The move constructor will not be called automatically because you are calling

std::make_tuple(tmp, 99);

In this case, tmp is an lvalue. You can use std::move to cast it to an rvalue reference:

return std::make_tuple(std::move(tmp), 99);

This will instruct the compiler to use the move constructor.

Answer 2

The copy occurs here:

std::make_tuple(tmp, 99);

Although you can see that tmp might be able to be directly constructed in the tuple, the copy from tmp to the tuple will not be elided. What you really want is a way to pass in arguments for std::tuple to use to construct its internal A and int objects. There isn't such a thing for std::tuple, but there is a way to achieve the same effect.
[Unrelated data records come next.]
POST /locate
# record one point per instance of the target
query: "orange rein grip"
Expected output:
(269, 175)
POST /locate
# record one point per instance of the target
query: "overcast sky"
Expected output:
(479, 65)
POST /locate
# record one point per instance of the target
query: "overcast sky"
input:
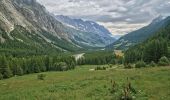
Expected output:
(119, 16)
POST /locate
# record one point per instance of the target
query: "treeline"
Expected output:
(97, 58)
(152, 49)
(12, 66)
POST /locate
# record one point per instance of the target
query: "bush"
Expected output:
(164, 61)
(128, 66)
(1, 77)
(100, 68)
(41, 76)
(140, 64)
(61, 66)
(152, 64)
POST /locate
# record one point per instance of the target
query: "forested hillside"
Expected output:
(152, 49)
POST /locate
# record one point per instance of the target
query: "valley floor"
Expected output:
(85, 84)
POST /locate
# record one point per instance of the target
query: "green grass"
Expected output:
(82, 84)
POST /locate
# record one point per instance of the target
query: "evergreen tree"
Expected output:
(4, 68)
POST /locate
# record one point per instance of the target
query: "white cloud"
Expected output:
(119, 16)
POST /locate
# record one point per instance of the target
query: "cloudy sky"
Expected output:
(119, 16)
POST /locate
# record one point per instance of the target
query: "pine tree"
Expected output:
(4, 68)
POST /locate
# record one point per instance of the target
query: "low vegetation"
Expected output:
(113, 84)
(14, 66)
Since you only have two types, you could use std::pair. This has a std::piecewise_construct constructor, which takes two std::tuples containing the arguments to pass to the constructors of the internal objects.
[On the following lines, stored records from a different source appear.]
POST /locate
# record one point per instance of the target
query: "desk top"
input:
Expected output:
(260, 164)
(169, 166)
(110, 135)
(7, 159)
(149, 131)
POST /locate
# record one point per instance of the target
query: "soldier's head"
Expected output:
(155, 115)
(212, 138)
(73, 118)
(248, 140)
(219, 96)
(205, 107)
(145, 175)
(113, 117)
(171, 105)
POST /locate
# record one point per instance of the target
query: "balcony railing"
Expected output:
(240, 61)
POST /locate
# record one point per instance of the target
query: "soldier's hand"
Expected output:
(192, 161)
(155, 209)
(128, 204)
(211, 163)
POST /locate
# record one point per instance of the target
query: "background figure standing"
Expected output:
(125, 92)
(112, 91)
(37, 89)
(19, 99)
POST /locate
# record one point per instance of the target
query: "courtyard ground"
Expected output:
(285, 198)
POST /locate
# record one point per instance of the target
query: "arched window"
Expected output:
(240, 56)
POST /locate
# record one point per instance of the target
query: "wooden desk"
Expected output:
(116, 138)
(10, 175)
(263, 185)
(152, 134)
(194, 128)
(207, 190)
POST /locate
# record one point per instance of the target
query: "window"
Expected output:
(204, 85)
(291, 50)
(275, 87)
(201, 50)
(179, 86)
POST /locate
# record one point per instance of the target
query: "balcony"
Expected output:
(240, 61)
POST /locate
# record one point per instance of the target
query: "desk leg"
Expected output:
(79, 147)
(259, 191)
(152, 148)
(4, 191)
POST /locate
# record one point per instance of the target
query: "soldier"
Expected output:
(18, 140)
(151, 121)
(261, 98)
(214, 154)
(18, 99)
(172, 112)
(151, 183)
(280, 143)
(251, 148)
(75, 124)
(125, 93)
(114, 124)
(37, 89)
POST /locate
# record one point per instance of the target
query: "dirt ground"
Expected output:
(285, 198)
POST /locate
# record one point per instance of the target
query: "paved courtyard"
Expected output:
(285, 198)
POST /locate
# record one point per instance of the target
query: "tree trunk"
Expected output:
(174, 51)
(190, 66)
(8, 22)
 std::pair<A, int> return_two_non_reference_tuple()
 {
     return {std::piecewise_construct, 
             std::make_tuple(100), std::make_tuple(99)};
 }

The cool thing about this solution is that you can still use std::tie at the call site, because std::tuple has an assignment operator from std::pair.

std::tie(t3, v1) = return_two_non_reference_tuple();

As you can see from the output, your copy is gone. It isn't replaced by a move like in the other answers, it's totally removed:

Test duo output, non_reference tuple

Default constructor invoked

Parameter constructor invoked

Move Assignment operator invoked

100

Live Demo

Answer 3

The copy takes place in return_two_non_reference_tuple().

One way to remove it is to move tmp

std::tuple<A, int> return_two_non_reference_tuple()
{
    A tmp(100);
    return std::make_tuple(std::move(tmp), 99);
}

or another way

std::tuple<A, int> return_two_non_reference_tuple()
{
    return std::make_tuple(A(100), 99);
}

Answer 4

You are not moving tmp:

 A tmp(100);

 return std::make_tuple(std::move(tmp), 99);